Title: Beneath the Sands of Egypt: Adventures of an Unconventional Archaeologist
Author: Donald P. Ryan
Release Date: June 29, 2010
Publisher: William Morrow
Genre: Non-Fiction, Memoir
Rating: 4 out of 5
In this memoir, archaeologist Donald P. Ryan gives readers a snapshot of his career as an archaeologist. He discusses his work in Egypt, delivering tantalizing glimpses of what his profession is like.
I love reading books on history and archaeology, and ancient Egypt has fascinated me ever since I was a little girl. As a result, the second I heard Beneath the Sands of Egypt was coming out, I knew I wanted to read it. I haven’t read a good Egypt archaeology book since Kent Weeks’ The Lost Tomb (which has since gone out of print – a travesty in my opinion), so I was itching to pick up this book.
The main thing that struck me about Beneath the Sands of Egypt was how different it was from Weeks’ book. The Lost Tomb was about a single discovery; Ryan’s memoir, on the other hand, is an overview of his career as an archaeologist. He takes us through his schooling and the different projects he’s worked on, stripping away some of the romance surrounding archaeology. He makes it clear how scarce jobs are, how even the most accredited archaeologists resort to teaching middle school or courses at the local community college in order to pay the bills.

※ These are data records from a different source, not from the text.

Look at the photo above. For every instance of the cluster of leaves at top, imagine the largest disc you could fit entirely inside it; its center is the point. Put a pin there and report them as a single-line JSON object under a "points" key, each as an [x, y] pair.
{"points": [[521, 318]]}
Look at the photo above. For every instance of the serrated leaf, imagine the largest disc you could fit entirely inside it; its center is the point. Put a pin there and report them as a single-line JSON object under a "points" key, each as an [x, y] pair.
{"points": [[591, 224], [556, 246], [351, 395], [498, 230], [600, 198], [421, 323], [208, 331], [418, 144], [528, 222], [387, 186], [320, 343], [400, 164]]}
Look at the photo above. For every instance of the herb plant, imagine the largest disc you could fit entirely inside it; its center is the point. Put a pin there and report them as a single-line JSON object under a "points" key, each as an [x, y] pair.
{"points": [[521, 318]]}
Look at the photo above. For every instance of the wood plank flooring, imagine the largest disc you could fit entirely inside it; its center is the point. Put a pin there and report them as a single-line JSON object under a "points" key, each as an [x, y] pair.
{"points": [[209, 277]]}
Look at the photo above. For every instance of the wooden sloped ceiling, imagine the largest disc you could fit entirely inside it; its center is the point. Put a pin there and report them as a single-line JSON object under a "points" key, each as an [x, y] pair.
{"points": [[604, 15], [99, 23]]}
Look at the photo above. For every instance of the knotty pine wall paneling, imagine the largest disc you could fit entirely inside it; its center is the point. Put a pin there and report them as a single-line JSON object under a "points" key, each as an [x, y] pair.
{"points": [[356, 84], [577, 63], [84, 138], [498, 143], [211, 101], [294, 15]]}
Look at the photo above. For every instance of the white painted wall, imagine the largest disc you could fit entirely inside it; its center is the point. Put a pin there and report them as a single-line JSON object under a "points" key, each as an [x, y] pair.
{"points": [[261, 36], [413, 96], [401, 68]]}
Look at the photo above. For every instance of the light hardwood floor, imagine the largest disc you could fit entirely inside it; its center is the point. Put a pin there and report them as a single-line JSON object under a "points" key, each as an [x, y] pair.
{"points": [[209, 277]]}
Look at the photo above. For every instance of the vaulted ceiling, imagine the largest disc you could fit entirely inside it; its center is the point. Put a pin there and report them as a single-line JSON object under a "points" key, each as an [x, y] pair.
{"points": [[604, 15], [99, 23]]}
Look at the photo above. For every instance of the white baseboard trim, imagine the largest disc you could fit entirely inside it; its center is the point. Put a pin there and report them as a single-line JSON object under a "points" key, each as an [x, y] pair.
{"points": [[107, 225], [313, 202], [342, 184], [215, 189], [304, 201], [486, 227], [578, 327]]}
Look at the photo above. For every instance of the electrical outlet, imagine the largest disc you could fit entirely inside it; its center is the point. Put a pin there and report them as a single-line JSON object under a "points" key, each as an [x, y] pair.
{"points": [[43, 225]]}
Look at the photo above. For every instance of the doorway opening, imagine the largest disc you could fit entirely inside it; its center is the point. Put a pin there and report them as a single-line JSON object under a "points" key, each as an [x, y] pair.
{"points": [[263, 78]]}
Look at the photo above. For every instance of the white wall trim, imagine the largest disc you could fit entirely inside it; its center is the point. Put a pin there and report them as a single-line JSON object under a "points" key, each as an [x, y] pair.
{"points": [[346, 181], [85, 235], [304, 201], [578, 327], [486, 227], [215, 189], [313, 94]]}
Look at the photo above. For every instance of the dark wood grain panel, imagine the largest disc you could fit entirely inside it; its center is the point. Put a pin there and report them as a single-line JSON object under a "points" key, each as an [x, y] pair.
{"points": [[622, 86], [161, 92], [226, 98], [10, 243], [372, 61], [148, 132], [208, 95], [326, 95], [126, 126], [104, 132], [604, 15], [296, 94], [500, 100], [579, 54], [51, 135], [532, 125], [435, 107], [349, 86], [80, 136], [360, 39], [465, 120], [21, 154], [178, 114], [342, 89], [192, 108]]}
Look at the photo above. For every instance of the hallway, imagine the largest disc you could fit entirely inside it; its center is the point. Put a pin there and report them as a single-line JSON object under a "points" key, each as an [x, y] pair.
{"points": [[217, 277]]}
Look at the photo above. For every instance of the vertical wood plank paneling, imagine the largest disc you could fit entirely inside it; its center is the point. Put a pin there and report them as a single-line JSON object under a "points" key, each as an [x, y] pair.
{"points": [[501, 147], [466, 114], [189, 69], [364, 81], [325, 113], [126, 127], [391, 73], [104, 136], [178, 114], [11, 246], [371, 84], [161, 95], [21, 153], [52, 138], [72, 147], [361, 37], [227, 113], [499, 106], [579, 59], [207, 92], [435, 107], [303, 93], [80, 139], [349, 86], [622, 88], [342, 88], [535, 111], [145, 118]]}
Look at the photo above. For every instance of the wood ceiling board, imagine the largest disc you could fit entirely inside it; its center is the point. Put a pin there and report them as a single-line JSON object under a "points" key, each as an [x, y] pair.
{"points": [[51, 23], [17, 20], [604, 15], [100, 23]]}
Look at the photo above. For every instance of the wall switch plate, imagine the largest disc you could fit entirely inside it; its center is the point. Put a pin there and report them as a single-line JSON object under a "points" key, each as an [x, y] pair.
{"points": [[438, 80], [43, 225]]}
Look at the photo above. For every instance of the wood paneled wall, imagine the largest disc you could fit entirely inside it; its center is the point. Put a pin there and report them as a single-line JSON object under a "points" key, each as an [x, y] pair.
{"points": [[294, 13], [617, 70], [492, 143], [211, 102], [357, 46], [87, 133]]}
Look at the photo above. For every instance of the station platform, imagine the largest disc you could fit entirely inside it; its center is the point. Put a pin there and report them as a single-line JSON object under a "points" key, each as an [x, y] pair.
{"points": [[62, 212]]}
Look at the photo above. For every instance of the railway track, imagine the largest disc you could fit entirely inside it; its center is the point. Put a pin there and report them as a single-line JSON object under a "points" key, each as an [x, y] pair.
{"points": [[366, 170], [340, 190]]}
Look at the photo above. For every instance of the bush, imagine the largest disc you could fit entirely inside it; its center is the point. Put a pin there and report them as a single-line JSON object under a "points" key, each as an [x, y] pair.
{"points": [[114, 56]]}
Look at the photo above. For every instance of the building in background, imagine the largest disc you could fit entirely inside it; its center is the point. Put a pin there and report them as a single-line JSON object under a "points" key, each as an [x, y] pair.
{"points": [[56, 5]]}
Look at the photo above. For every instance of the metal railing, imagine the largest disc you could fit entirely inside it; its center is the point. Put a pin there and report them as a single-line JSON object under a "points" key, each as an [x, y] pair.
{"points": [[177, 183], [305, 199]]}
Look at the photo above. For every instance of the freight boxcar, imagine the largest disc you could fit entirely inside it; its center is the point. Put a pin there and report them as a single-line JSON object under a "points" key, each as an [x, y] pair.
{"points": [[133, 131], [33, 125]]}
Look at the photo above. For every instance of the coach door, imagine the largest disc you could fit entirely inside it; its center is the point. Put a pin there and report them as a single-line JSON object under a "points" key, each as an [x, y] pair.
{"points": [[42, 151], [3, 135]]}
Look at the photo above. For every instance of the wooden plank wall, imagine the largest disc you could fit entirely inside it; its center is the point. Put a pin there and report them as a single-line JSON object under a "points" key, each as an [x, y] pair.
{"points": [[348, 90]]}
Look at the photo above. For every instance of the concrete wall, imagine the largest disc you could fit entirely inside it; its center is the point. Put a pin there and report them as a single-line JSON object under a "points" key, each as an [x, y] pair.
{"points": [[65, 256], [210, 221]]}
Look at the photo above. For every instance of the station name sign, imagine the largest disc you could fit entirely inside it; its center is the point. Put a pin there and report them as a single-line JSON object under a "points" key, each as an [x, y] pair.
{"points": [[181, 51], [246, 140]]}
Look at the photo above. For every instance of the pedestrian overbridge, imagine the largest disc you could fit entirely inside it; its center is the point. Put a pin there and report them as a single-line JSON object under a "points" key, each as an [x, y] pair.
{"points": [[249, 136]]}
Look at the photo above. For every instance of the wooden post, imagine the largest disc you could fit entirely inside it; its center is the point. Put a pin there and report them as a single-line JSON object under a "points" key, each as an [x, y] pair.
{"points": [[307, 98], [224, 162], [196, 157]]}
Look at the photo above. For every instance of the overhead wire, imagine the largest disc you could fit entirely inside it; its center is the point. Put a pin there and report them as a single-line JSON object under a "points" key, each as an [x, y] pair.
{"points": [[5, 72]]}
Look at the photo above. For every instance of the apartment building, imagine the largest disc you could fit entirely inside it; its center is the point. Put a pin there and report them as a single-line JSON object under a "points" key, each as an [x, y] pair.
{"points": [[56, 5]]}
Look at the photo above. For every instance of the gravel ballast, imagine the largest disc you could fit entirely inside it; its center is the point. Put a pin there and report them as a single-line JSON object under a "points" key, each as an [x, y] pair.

That’s not to say this is a depressing book though. Ryan has plenty of incredible adventures, and it made me realize how varied the life of an archaeologist really is. Ryan works on so many different projects in various areas. His enthusiasm is infectious and his passion for history and archaeology is clear, no matter what his current undertaking is. The chapters are divided into different periods of his life, different tasks he worked on, such that the reader really gets a sense of how erratic the life of an archaeologist is. However, the fact that the book isn’t about one single project or excavation also has a down side – the book is never really building to anything. That’s not to say it’s ever boring, just that urgency is lost because of that.
Beneath the Sands of Egypt also has a lot of information on ancient Egypt, enough to satisfy even the most ardent history buff. Ryan is clearly very knowledgeable, and shares his wealth of information with the reader. He has a way of making even the most mundane information seem fascinating.
If you’re a fan of archaeology or Egyptology, don’t hesitate to pick up this book. If you do, you’ll be sorry. Even if you’re not a non-fiction reader but are interested in the subject, you should consider Beneath the Sands of Egypt. It’s an intriguing read that I definitely recommend.